Friday, January 20th 2017
We are super excited by the progress we are seeing from everyone with our gymnastic cycle and we hope you are as well. We are about to hit the mid-way point of the cycle and given what we’ve seen so far, we have decided to make a slight change in the muscle up group.
We initially began the cycle with the intention of building to “bar muscle up” capacity. Over the first few weeks we were purposely working on ring pulling strength, knowing that it would translate to both ring and bar muscle ups. And to start we thought keeping the focus on bar muscle ups allowed us to keep the classes together at the rig. But after seeing the athletes who chose the muscle up cycle (and the fact that many of them have bar muscle ups), we have decided to focus more on developing ring muscle ups. We also spoke to several athletes and they agreed they would get more out of it if we shifted focus more to the rings. If getting that first bar muscle up was what you had your heart set on, continue to follow this strength programing!
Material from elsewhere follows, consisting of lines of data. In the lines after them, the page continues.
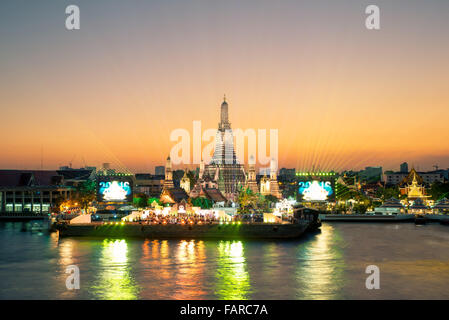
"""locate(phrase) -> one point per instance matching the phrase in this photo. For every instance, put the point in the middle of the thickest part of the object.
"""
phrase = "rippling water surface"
(413, 262)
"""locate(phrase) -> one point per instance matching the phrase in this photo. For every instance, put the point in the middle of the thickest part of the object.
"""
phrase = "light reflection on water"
(320, 266)
(232, 278)
(115, 281)
(326, 265)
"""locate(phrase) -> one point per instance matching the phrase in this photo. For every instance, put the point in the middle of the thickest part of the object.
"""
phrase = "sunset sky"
(341, 96)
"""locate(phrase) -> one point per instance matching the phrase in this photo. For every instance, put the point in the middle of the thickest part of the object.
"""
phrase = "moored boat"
(179, 231)
(420, 219)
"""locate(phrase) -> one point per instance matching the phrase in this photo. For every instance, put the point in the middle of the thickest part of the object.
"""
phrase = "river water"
(413, 263)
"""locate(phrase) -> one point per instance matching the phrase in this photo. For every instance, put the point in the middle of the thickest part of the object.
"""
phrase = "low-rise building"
(33, 191)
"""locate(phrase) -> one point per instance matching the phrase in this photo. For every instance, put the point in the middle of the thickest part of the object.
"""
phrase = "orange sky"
(341, 96)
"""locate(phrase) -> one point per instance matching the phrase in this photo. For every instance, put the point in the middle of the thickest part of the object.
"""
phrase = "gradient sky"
(340, 95)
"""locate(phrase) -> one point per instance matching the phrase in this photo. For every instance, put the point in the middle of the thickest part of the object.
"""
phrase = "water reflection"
(320, 266)
(115, 281)
(189, 280)
(232, 275)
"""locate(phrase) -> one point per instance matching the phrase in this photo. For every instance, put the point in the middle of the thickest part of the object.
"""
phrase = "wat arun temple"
(224, 176)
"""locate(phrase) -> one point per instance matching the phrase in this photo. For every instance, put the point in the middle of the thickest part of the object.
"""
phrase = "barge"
(177, 231)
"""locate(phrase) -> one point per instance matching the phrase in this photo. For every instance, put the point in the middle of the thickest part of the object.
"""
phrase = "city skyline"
(341, 96)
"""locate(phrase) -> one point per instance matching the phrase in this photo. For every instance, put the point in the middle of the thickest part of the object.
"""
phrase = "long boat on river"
(188, 231)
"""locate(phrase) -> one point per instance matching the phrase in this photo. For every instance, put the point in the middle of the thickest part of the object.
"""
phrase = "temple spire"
(224, 120)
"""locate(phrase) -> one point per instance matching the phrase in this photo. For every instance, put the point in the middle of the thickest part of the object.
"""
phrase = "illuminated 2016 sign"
(114, 190)
(315, 190)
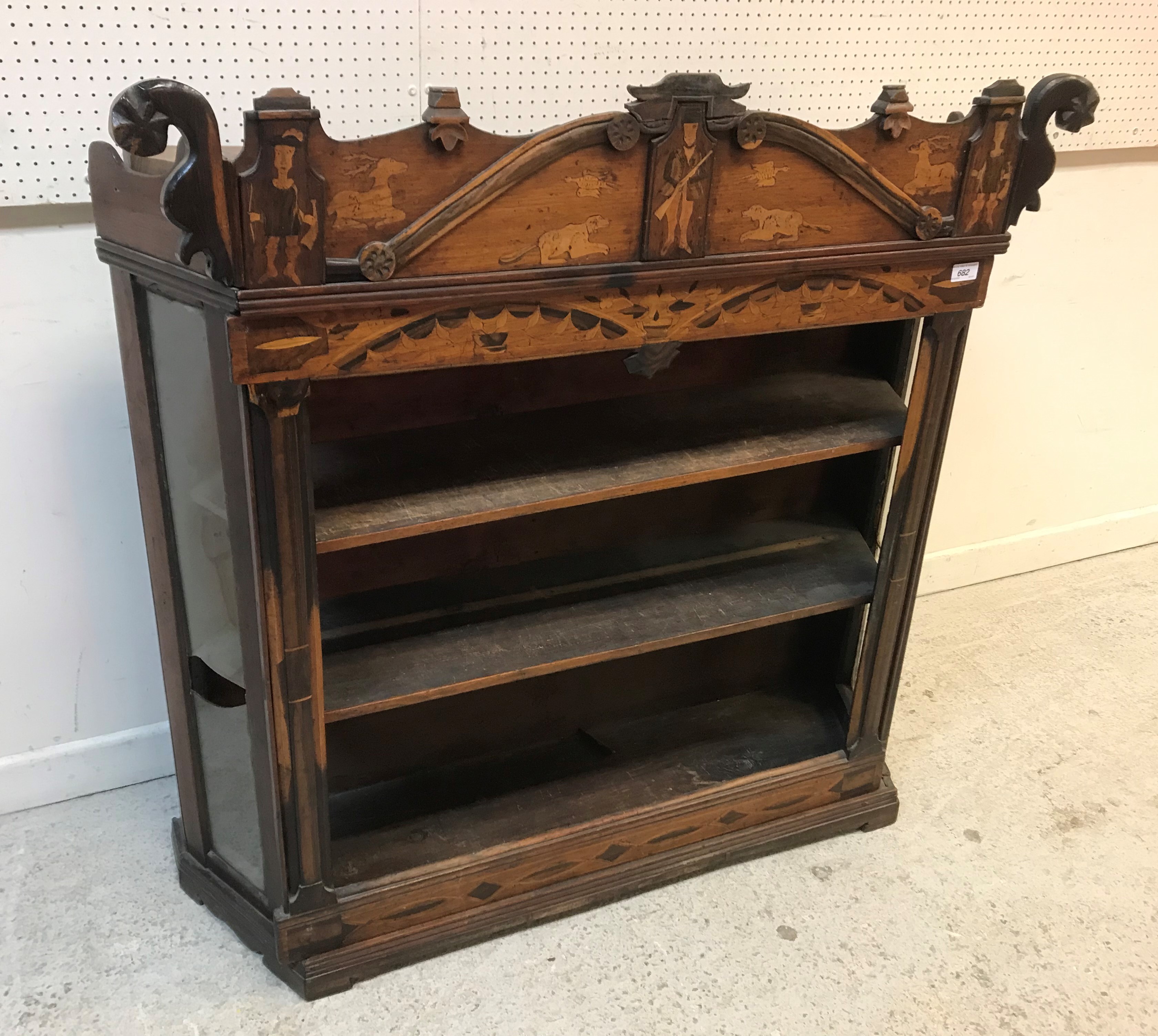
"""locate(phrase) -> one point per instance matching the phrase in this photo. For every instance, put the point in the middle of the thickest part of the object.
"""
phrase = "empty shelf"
(402, 484)
(829, 570)
(476, 805)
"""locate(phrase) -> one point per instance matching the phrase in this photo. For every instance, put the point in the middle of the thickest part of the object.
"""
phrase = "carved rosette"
(623, 132)
(377, 261)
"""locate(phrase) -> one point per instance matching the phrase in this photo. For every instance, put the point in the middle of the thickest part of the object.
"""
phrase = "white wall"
(1054, 455)
(79, 661)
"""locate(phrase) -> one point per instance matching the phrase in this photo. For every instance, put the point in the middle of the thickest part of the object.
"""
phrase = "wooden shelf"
(466, 808)
(408, 483)
(820, 569)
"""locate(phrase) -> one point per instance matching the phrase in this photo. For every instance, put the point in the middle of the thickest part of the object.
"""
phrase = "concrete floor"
(1018, 893)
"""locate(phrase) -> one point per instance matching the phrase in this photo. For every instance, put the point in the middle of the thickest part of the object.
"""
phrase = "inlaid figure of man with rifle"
(685, 187)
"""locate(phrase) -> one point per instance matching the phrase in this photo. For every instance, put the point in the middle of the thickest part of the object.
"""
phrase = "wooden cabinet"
(536, 520)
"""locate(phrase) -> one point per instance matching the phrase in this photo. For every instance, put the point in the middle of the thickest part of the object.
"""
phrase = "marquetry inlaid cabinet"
(533, 520)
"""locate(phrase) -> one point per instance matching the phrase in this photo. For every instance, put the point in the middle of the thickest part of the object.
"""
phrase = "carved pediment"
(686, 173)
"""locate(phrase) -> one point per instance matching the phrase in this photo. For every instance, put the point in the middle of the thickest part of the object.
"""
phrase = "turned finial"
(893, 107)
(447, 121)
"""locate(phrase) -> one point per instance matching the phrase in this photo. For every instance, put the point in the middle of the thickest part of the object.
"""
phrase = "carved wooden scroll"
(199, 195)
(379, 260)
(991, 160)
(1071, 100)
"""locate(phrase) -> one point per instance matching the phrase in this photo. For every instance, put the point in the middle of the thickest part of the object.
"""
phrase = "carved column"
(907, 527)
(293, 636)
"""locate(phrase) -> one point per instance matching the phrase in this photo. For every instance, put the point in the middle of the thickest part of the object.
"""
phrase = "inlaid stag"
(929, 179)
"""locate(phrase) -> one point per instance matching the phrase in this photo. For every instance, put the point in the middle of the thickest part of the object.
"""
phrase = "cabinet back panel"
(376, 404)
(835, 489)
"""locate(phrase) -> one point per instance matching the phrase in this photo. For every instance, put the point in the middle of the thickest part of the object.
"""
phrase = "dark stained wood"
(454, 476)
(132, 331)
(445, 116)
(281, 433)
(911, 509)
(893, 108)
(515, 328)
(232, 408)
(991, 160)
(476, 805)
(283, 197)
(824, 572)
(199, 196)
(549, 709)
(1073, 101)
(126, 205)
(351, 408)
(596, 553)
(483, 556)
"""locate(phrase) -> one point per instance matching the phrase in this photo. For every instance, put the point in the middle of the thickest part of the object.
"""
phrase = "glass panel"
(193, 464)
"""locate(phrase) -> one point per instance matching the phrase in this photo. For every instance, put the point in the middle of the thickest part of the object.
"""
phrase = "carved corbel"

But we know many of you are dreaming of being over the rings or linking more muscle ups together and we know this work will result in many victories in the coming weeks!
COACH’S TIP: There is a lot of rest baked in here (two minutes between rounds AND when your partner is working) so when it’s your turn GET AFTER IT!. All of the reps in each movements should be unbroken, so if you can’t string 9 swings or 7 cleans together, go lighter. If you find that this is still too much volume or you are feeling very fatigued after the first few rounds, feel free to drop the reps to 7, 5 and 3.